Indian Premier League chiefs were yesterday defending themselves against government charges that the lucrative Twenty20 event in South Africa was “encouraging gambling and betting.”
Indian Sports Minister Manohar Singh Gill lashed out at an IPL mobile phone SMS contest in which participants win cash prizes for correctly guessing the sequence of runs scored in the subsequent over of the match.
“I see the commercial use of cricket for business gains that is going on,” Gill, a former federal chief election commissioner, said in a statement. “I am concerned about the latest venture of encouraging viewers to make ball-by-ball predictions of runs scored for economic gain in the shape of cash prizes. This is viewed as openly encouraging gambling and betting which official bodies do not resort to, even in countries where betting is legal — all this to make money and enlarge their TV viewership base.”
The IPL downplayed the sports minister’s charges.
“A lot of effort has gone into this concept [SMS contest] and into making this possible,” IPL commissioner Lalit Modi was quoted as saying in South Africa by the Times of India. “It’s a valid point [made by Gill]. But the margin of something like that happening is one in a million. If this game works, fine. If not, then we will leave it aside.”
Meanwhile, an unbeaten half-century from Subramanium Badrinath propelled the Chennai Super Kings to a seven-wicket win over the Rajasthan Royals and put them top of the IPL on Saturday.
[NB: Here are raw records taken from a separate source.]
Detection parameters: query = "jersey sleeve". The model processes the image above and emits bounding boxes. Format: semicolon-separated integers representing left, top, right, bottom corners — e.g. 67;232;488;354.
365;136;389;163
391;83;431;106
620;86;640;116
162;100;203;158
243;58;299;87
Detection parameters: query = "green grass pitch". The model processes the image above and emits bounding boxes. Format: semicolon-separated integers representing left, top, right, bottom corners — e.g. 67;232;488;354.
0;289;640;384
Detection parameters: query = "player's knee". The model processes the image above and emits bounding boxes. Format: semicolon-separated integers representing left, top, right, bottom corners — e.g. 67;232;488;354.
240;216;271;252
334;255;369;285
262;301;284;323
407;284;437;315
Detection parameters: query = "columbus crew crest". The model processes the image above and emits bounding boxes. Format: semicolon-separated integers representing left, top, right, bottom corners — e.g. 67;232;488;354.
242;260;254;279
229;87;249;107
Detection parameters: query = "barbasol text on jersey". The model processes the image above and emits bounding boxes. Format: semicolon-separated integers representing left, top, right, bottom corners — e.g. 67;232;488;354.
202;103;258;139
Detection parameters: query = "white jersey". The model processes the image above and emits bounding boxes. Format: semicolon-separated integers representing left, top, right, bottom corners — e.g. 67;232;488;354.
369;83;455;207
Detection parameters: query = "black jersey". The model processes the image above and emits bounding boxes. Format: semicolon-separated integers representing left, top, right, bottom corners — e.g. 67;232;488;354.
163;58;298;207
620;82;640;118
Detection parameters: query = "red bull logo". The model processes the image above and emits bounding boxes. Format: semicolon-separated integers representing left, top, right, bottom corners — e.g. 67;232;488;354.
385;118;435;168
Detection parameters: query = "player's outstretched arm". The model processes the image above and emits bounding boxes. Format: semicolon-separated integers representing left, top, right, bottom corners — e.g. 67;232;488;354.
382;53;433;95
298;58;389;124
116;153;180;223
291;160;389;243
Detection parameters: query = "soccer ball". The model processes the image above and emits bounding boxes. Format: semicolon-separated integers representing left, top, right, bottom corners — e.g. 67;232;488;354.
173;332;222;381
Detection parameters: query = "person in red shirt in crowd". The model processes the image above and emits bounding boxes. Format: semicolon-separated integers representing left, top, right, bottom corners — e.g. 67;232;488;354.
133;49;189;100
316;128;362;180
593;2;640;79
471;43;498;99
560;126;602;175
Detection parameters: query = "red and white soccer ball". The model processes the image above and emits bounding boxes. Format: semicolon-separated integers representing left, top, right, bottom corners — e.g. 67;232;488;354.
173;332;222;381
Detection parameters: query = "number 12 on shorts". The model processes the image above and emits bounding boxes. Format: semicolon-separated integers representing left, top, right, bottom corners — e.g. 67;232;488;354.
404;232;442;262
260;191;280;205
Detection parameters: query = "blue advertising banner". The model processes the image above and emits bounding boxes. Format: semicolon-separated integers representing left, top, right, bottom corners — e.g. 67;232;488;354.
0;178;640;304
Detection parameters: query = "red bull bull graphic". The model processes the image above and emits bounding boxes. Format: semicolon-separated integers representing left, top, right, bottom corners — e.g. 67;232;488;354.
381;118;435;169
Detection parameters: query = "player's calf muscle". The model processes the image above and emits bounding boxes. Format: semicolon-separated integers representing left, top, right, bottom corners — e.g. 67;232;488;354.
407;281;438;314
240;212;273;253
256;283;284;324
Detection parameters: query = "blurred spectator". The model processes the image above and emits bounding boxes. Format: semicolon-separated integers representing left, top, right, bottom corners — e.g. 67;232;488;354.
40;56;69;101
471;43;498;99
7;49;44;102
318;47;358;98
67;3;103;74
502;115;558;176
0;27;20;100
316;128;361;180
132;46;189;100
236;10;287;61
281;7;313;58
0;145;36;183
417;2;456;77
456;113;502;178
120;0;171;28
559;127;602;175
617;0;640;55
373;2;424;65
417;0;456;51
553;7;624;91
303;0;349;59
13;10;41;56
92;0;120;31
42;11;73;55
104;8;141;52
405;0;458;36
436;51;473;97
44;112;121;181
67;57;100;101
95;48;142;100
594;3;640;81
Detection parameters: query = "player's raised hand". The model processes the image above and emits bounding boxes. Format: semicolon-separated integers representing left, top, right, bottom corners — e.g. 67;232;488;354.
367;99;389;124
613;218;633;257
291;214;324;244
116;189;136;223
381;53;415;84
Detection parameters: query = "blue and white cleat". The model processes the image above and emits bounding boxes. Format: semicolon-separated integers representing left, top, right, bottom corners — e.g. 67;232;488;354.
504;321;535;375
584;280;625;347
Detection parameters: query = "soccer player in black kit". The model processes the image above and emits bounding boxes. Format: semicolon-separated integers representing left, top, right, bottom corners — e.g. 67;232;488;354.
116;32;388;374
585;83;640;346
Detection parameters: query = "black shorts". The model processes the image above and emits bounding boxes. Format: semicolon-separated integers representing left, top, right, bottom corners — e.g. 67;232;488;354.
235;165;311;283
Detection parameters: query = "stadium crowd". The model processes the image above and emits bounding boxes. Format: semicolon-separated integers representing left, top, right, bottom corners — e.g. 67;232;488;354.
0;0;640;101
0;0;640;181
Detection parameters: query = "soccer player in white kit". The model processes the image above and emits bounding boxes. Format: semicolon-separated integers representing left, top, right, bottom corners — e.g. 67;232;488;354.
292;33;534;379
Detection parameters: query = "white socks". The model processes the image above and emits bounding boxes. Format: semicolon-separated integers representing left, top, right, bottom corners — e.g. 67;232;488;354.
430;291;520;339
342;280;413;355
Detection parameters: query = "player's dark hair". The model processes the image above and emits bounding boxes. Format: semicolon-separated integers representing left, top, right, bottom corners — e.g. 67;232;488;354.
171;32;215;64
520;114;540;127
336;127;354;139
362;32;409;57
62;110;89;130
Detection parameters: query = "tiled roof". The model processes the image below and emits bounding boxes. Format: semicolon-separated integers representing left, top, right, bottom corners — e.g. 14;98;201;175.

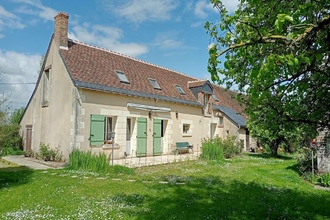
60;40;243;116
213;105;246;127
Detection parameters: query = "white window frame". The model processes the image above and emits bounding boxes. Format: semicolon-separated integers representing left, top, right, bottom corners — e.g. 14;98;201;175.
115;70;130;84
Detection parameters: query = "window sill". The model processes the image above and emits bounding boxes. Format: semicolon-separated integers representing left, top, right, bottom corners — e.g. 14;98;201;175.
182;134;192;137
102;144;120;150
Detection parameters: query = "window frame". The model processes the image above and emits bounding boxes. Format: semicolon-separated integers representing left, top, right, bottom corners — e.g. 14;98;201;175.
104;116;114;141
148;78;162;90
182;123;191;135
115;70;130;84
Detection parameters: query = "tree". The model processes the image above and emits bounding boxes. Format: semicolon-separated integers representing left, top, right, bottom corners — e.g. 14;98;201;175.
205;0;330;154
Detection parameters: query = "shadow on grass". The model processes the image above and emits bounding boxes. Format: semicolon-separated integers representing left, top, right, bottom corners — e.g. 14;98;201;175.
0;166;33;190
125;178;330;219
248;153;293;160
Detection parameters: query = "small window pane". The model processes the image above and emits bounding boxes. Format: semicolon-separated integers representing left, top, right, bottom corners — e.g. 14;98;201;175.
175;85;186;95
212;95;219;102
149;79;161;89
115;70;129;83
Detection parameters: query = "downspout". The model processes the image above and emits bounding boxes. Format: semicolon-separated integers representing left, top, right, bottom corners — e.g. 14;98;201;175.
236;125;241;147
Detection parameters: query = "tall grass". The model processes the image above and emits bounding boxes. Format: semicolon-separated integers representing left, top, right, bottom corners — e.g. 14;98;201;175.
69;150;134;174
200;139;224;161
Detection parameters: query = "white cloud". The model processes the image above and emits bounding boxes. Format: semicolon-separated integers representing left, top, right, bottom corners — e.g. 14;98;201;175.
14;0;58;21
0;50;41;109
222;0;239;13
116;0;178;23
194;0;239;19
0;5;25;32
69;23;148;57
153;32;184;50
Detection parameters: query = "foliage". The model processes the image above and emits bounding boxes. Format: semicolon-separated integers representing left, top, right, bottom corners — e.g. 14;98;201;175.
0;154;330;219
200;138;224;161
69;150;134;174
0;124;23;151
0;147;25;156
200;136;243;161
296;147;317;174
37;143;62;161
205;0;330;154
317;173;330;187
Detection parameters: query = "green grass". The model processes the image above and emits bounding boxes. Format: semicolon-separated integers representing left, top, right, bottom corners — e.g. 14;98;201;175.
0;155;330;219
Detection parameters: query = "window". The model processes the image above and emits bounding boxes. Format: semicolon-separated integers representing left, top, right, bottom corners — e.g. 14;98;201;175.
89;115;116;146
219;117;223;125
182;124;190;134
175;85;186;95
104;117;113;141
115;70;129;84
149;79;161;90
41;70;50;107
212;94;219;102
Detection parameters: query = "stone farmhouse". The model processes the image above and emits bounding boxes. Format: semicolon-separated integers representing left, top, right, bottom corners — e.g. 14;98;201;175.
20;12;253;159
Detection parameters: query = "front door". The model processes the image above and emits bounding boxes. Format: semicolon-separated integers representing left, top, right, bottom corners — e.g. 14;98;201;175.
126;118;132;156
153;119;162;155
136;118;147;156
25;125;32;151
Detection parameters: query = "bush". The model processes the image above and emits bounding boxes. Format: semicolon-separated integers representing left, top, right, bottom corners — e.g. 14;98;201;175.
296;147;317;174
222;136;243;158
0;147;25;156
69;150;134;174
36;143;62;161
317;173;330;187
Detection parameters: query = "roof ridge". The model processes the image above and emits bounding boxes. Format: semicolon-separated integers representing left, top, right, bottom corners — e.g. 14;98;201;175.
68;38;200;80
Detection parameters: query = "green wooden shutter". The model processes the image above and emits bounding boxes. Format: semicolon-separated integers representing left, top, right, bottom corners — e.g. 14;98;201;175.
90;115;104;145
136;118;147;156
153;119;162;155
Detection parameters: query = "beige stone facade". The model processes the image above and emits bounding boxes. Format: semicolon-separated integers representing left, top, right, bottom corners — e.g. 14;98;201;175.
20;12;253;159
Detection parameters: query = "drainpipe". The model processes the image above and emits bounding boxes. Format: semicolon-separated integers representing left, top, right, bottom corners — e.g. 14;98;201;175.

After Rajasthan had posted 140 for seven, Chennai strolled to 141 for three as they took a one-point lead over the Delhi Daredevils in the standings.
The right-handed Badrinath scored 59 not out and shared a third-wicket stand of 89 runs with Matthew Hayden, before the Australian was stumped off the bowling of Shane Warne.
Hayden, the tournament’s leading run-scorer, departed for 48 off 44 balls and fittingly it was Badrinath who scored the winning runs with 10 balls to spare.
Rajasthan’s innings never got off the ground with only a 53-run second-wicket partnership between Graeme Smith (30) and Swapnil Asnodkar (26) providing any impetus before Warne clubbed an unbeaten 21 late in the innings.
In the first match of the Kimberley double-header, the Kings XI Punjab sneaked a three-wicket win off the penultimate ball of their innings against the Deccan Chargers.
Australian Andrew Symonds smashed an unbeaten 60 for the Deccan Chargers, but their total of 168 for five proved insufficient.
Punjab’s run-chase was led by Sri Lanka’s Mahela Jayawardene, who pummeled his way to 43 off 28 balls before being run out.